Keluar dari TNI lalu bertarung di pilkada DKI, dan kalah. Antara kecewa dan ikhlas. Kecewa, karena perjuangan singkat menuju kursi gubernur anak sulung ini tak membuahkan hasil. Haruslah ikhlaslah daripada sakit jiwa. Tapi seperti prediksi saya, menjadi gubernur bukanlah motif utama Agus keluar dari TNI. Dia dan keluarganya, dan tim di belakangnya, sudah siap kalah. Bukan dalam jangka sependek ini seharusnya untuk masuk ke panggung politik.
Lihat Probowo. Dulu hampir setiap hari beriklan di TV atas nama ketua perhimpunan tani agar bisa mendapat awareness dari masyarakat, partainya laku, dan omongannya didengar. Kini, Hari Tanoe hampir setiap menit di stasiun-stasiun TV miliknya, beriklah. Penonton RCTI dan MNC TV pasti sudah kenal dia, dari Aceh sampai Papua, dari anak balita hingga jompo. Kedua orang ini, merasa mampu memimpin bangsa, lalu mengeluarkan uang yang tidak sedikit untuk mempopulerkan diri. Sementara Agus, cuma hitungan bulan, tanpa iklan mahal, telah menuai popularitas yang luar biasa di pilkada lalu.
Apa yang dapat dilakukan Agus berikutnya setelah gagal di Jakarta? Pindah ke provinsi lain? Hmmm. Rasanya terlalu murahan. Hal yang bisa dia lakukan adalah menunggu bapaknya mewariskan partai. Namun sambil menunggu waktu itu tiba, dia akan ikut pemilu supaya bisa masuk ke DPR dulu. Dari sana, sambil menempa diri untuk menjadi politisi, dia mulai selangkah demi selangkah menapaki karir politiknya. Tidak instan seperti bayangannya kemarin.
Tapi Agus adalah anak yang berbakti kepada orangtua.

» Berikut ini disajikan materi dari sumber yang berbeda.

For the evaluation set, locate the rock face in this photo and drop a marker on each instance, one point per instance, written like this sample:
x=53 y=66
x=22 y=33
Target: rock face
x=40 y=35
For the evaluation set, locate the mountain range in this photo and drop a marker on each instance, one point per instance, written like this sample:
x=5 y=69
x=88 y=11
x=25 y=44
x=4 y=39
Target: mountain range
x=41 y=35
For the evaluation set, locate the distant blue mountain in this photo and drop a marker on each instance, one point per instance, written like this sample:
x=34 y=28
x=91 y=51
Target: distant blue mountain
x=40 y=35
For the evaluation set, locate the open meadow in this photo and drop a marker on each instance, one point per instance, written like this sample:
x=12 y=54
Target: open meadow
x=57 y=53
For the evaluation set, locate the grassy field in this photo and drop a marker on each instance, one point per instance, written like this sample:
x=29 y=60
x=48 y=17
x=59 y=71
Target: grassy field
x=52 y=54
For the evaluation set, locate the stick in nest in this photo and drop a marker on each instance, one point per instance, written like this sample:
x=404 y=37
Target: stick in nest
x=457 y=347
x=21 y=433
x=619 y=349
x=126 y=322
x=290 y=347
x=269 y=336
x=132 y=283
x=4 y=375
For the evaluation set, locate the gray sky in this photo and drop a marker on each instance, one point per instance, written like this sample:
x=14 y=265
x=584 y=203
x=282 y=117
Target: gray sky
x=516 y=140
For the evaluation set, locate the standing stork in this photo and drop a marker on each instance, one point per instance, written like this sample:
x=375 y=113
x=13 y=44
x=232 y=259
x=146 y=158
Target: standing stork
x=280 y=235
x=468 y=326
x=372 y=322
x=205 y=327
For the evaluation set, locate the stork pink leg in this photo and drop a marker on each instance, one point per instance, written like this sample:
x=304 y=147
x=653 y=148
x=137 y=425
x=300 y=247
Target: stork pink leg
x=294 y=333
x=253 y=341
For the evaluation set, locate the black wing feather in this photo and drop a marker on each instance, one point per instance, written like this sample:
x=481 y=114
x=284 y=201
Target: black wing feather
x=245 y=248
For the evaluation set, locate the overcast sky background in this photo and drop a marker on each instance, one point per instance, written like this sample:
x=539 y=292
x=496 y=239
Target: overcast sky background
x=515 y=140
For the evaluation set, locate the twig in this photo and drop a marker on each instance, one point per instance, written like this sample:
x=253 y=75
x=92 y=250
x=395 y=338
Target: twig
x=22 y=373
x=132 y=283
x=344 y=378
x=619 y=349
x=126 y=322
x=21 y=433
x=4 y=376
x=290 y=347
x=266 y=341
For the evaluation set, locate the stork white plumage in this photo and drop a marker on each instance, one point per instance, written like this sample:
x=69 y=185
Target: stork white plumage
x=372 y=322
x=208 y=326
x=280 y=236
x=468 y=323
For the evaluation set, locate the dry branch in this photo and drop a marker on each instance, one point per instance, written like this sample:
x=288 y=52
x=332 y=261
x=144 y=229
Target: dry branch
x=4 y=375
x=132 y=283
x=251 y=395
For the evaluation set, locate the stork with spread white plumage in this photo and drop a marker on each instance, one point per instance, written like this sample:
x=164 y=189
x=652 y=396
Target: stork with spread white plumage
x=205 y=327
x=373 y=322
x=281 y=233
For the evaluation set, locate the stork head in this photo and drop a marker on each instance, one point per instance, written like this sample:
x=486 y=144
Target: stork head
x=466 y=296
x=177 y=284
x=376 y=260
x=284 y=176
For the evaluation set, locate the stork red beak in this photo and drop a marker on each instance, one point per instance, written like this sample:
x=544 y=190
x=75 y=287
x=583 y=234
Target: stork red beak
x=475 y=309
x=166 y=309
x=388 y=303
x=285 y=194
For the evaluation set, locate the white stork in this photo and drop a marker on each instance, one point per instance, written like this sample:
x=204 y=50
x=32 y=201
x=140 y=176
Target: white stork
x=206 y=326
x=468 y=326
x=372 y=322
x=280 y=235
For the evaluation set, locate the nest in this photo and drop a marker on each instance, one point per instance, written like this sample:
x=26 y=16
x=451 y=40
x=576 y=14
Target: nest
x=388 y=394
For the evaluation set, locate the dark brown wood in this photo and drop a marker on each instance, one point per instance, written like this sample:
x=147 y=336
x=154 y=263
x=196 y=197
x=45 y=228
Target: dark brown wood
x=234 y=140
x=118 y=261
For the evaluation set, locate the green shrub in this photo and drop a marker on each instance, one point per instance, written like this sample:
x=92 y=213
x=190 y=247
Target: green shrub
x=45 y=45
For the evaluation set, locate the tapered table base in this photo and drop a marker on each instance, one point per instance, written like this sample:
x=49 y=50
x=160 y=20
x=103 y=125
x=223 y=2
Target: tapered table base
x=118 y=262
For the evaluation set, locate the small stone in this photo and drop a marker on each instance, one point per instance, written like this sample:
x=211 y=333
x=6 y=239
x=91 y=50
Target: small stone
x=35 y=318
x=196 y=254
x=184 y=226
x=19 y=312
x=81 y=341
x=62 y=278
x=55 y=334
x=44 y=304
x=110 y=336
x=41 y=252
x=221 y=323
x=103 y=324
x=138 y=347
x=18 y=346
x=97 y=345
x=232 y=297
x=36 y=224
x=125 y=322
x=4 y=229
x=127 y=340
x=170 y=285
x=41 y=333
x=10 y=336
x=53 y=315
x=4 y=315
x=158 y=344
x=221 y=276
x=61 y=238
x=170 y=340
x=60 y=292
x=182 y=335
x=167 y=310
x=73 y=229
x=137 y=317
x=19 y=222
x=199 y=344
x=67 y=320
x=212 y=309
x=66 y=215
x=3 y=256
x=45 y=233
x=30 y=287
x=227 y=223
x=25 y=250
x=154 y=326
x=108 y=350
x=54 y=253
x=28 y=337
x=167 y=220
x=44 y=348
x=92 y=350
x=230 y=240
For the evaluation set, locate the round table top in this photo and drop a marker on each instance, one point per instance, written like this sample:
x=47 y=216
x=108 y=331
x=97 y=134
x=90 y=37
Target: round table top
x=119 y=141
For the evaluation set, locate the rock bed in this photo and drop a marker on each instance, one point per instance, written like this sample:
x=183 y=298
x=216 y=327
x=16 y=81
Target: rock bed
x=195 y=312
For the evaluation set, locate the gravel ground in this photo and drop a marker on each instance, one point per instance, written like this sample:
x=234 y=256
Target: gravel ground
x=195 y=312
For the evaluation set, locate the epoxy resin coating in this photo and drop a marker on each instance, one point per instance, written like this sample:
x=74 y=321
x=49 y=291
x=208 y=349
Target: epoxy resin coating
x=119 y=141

Ketika orangtua menghendaki dia menjadi apa, dia ikuti. Bapaknya jad militer, dia ikut. Bapaknya terjut di bidang politik, dia ikut. Semacam like father like son. Semacam naturalnya begitu. Semacam, bapak menginspirasi anak. Namun kita tak pernah tahu apakah hal itu alami atau paksaan. Biarlah.
Saya bukan pemilih Agus. Akal sehat saya berkata, Agus bukan orang yang tepat untuk memimpin Jakarta. Pada saat ini. Bukan karena mudanya. Saya setuju orang muda maju. Hanya karena belum pantas. Hanya karena dia harus bertanding melawan Ahok.
Well, setidaknya kita punya stok pemimpin masa depan. Bukan seperti Puan yang tidak kinclong.